É preciso sublinhar a capacidade criativa de Iñarritu na construção de um de seus trabalhos mais ousados porque diferente daquilo que o espectador já conheceu dele; e por combinar uma extensa quantidade de bons criadores para a formação de uma peça muito bem desenhada, com poucos deslizes, e com força suficiente para ser lembrado por longa data como uma das produções marcantes do cinema produzido por Hollywood. E será muito esse epíteto se pensarmos na casa como uma indústria de produção em massa e pouco afeita à manutenção do valor artístico da obra cinematográfica, valor que parece ter sido seiva para os trabalhos do diretor mexicano. Leia mais aqui.

- Trumbo: a lista negra, de Jay Roach.
O que faz Trumbo ser uma peça necessária de não cair no esquecimento são duas coisas sugeridas pelo contexto histórico evocado: uma, a reafirmação dos tempos da guerra fria como um grande embuste sustentado pelos Estados Unidos (embuste tornado quase histeria) sobre uma perseguição que, ao que parece, nunca passou do rosnado de cão para gato.

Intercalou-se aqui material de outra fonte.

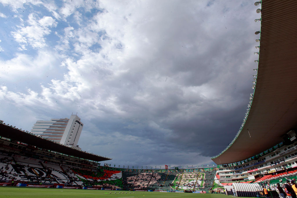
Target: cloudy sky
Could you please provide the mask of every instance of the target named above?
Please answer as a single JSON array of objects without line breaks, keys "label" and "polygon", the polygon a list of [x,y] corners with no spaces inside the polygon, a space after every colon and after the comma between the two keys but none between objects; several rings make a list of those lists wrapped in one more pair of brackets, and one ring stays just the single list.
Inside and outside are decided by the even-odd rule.
[{"label": "cloudy sky", "polygon": [[253,92],[255,1],[1,0],[0,120],[77,112],[113,166],[212,166]]}]

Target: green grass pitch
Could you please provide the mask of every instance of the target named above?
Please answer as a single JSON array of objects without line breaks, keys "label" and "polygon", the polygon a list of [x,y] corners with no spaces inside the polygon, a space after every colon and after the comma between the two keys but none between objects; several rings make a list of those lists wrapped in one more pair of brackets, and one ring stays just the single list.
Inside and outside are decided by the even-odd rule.
[{"label": "green grass pitch", "polygon": [[[111,194],[109,193],[111,192]],[[127,192],[127,194],[126,192]],[[115,192],[116,193],[115,194]],[[119,193],[121,192],[121,193]],[[122,193],[124,192],[124,194]],[[67,189],[28,187],[0,187],[0,197],[110,197],[111,198],[156,198],[200,197],[222,198],[233,197],[219,194],[200,194],[159,192],[134,191]]]}]

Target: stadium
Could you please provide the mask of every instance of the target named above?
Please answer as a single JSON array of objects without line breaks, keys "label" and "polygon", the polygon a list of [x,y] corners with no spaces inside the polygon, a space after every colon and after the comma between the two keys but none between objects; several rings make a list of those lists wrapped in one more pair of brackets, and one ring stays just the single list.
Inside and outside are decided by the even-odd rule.
[{"label": "stadium", "polygon": [[[235,188],[237,197],[259,197],[264,196],[263,185],[272,187],[297,179],[297,39],[293,25],[297,24],[297,1],[265,0],[255,5],[260,4],[255,91],[236,137],[212,158],[217,165],[164,169],[113,167],[101,164],[111,158],[2,123],[0,185],[4,187],[1,194],[221,197],[233,195]],[[280,11],[285,13],[279,15]],[[269,196],[279,197],[275,188],[271,190]]]}]

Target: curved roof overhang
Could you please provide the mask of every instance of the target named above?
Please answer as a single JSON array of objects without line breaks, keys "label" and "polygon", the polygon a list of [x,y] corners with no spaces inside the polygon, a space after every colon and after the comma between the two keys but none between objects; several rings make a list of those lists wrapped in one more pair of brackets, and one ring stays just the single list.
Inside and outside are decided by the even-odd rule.
[{"label": "curved roof overhang", "polygon": [[237,139],[212,159],[217,164],[260,153],[297,128],[297,1],[263,0],[261,6],[259,62],[251,107]]},{"label": "curved roof overhang", "polygon": [[0,136],[40,148],[44,148],[80,158],[96,161],[111,159],[111,158],[79,151],[2,123],[0,123]]}]

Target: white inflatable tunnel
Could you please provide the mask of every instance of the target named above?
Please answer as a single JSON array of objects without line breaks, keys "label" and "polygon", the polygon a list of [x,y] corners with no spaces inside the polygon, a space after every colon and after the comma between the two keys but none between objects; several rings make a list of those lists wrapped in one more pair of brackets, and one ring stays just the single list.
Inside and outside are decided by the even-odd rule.
[{"label": "white inflatable tunnel", "polygon": [[257,197],[257,191],[261,190],[258,183],[233,183],[231,190],[233,188],[238,197]]}]

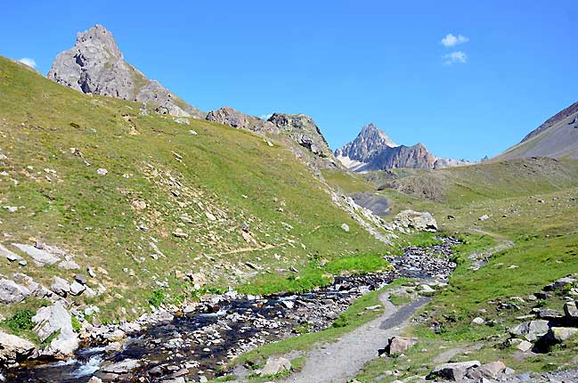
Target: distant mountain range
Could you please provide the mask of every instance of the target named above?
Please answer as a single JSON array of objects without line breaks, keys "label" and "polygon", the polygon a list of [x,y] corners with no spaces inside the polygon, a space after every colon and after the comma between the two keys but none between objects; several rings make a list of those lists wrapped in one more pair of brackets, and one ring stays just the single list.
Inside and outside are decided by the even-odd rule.
[{"label": "distant mountain range", "polygon": [[112,33],[102,25],[79,32],[75,45],[58,54],[48,78],[85,94],[141,102],[145,110],[152,109],[159,114],[177,117],[179,120],[203,118],[259,134],[288,137],[309,153],[294,149],[305,162],[314,167],[340,167],[310,117],[274,113],[265,121],[229,107],[203,112],[125,61]]},{"label": "distant mountain range", "polygon": [[493,159],[527,157],[578,159],[578,102],[548,118],[519,143]]},{"label": "distant mountain range", "polygon": [[335,156],[344,166],[356,172],[399,167],[436,169],[475,163],[436,157],[423,143],[398,145],[373,123],[363,126],[354,141],[335,151]]},{"label": "distant mountain range", "polygon": [[[75,45],[54,60],[48,78],[85,94],[141,102],[143,109],[159,114],[208,119],[289,139],[296,155],[315,168],[343,165],[353,171],[368,172],[400,167],[437,169],[475,163],[436,157],[423,143],[396,144],[375,124],[363,126],[354,141],[332,152],[309,116],[277,112],[265,121],[229,107],[203,112],[125,61],[112,34],[101,25],[77,35]],[[294,145],[296,143],[298,145]],[[493,159],[565,156],[578,158],[578,102]]]}]

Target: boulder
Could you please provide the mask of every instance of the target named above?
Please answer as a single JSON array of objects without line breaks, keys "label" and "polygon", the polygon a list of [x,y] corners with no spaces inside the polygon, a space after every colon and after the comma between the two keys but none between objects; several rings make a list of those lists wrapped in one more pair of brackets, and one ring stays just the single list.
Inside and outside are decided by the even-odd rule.
[{"label": "boulder", "polygon": [[386,352],[389,355],[395,355],[403,353],[408,348],[411,348],[415,344],[415,341],[409,338],[393,337],[387,340]]},{"label": "boulder", "polygon": [[513,329],[510,329],[509,333],[513,336],[523,337],[526,340],[533,341],[546,335],[549,330],[548,321],[539,320],[520,323]]},{"label": "boulder", "polygon": [[86,289],[86,286],[78,283],[76,281],[70,284],[70,295],[73,295],[75,297],[82,294],[83,292],[85,292],[85,289]]},{"label": "boulder", "polygon": [[472,319],[472,324],[484,324],[485,323],[485,321],[484,318],[476,316],[476,318]]},{"label": "boulder", "polygon": [[74,276],[74,279],[75,279],[75,281],[77,281],[78,283],[81,283],[81,284],[83,284],[83,285],[85,285],[85,284],[86,284],[86,276],[84,275],[84,274],[76,274],[76,275]]},{"label": "boulder", "polygon": [[569,322],[578,322],[578,302],[567,302],[564,305],[564,314]]},{"label": "boulder", "polygon": [[45,249],[37,249],[35,246],[23,245],[21,243],[12,243],[12,245],[31,257],[38,267],[43,267],[46,265],[54,265],[61,260],[60,257],[47,251]]},{"label": "boulder", "polygon": [[125,359],[124,361],[117,363],[109,364],[108,366],[101,367],[102,372],[111,372],[115,374],[122,374],[125,372],[132,371],[133,370],[140,367],[140,363],[136,359]]},{"label": "boulder", "polygon": [[443,378],[448,380],[461,381],[466,377],[468,369],[479,367],[481,363],[478,361],[441,364],[427,375],[427,379]]},{"label": "boulder", "polygon": [[555,343],[563,343],[578,333],[578,329],[574,327],[552,327],[547,337]]},{"label": "boulder", "polygon": [[565,289],[566,286],[572,286],[576,281],[575,279],[570,277],[560,278],[553,283],[544,286],[544,291],[553,291],[557,289]]},{"label": "boulder", "polygon": [[61,297],[66,297],[70,292],[70,285],[69,282],[61,277],[54,277],[53,285],[50,287],[53,291]]},{"label": "boulder", "polygon": [[0,364],[13,364],[26,359],[35,348],[29,340],[0,331]]},{"label": "boulder", "polygon": [[427,212],[403,210],[395,216],[395,223],[402,227],[411,227],[422,232],[437,232],[437,222]]},{"label": "boulder", "polygon": [[503,362],[491,362],[482,364],[478,370],[483,377],[496,379],[506,371],[506,363]]},{"label": "boulder", "polygon": [[50,345],[42,351],[43,354],[68,357],[78,348],[78,337],[72,329],[70,314],[61,302],[39,308],[37,314],[32,317],[32,322],[37,323],[34,331],[42,342],[53,334],[58,333]]},{"label": "boulder", "polygon": [[10,262],[21,261],[22,257],[12,251],[10,251],[8,249],[4,248],[3,245],[0,245],[0,257],[4,257],[8,259]]},{"label": "boulder", "polygon": [[528,342],[527,340],[522,340],[516,345],[516,348],[523,353],[527,353],[532,349],[532,343]]},{"label": "boulder", "polygon": [[19,303],[30,295],[30,290],[14,281],[0,280],[0,303],[9,305]]},{"label": "boulder", "polygon": [[291,371],[291,362],[289,362],[289,359],[283,358],[282,356],[279,358],[270,356],[269,359],[267,359],[266,364],[261,370],[261,375],[275,375],[279,372],[289,371]]}]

Isto é, o filme acaba por reafirmar o que Steven Spielberg trata através de Ponte dos espiões, este definido por aí erroneamente como uma narrativa de espionagem e, por todas as reservas ao filme, o mais coerente seria pensá-lo a partir do termo contraespionagem. Já a segunda coisa, a mais importante, é: além de rever um período dos mais controversos da história estadunidense é o valor de reparação de uma memória, visto que, o embuste teve seus efeitos desastrosos que foi a perseguição (irônico num país que sempre quis ser reconhecido pelo respeito às liberdades) sofrida por grande parte da classe artística e da gente comum sempre tomada aos olhos do poder pela sombra do comunismo. Esse conteúdo parece ser uma das camisas que o cineasta veste, até porque, foi a posição sempre buscada por Trumbo foi a liberdade de pensamento e a possibilidade de tornar certas questões em debate aberto para e pela sociedade, o que, não significa nenhuma afronta ao poder se esse poder fosse, de fato, alinhado com os interesses do povo. Leia mais aqui.

- Brooklyn, de John Crowley.
Com personagens bem construídas, enredo enxuto e redondo e fotografia quase no lugar, Brooklyn assinala um reencontro com um tempo em que Hollywood usou e abusou das histórias de amor; aqui, com uma diferença, não é uma história qualquer, é uma história que nos faz ver o trivial com os olhos que raramente usamos para enxergar a realidade. Leia mais aqui.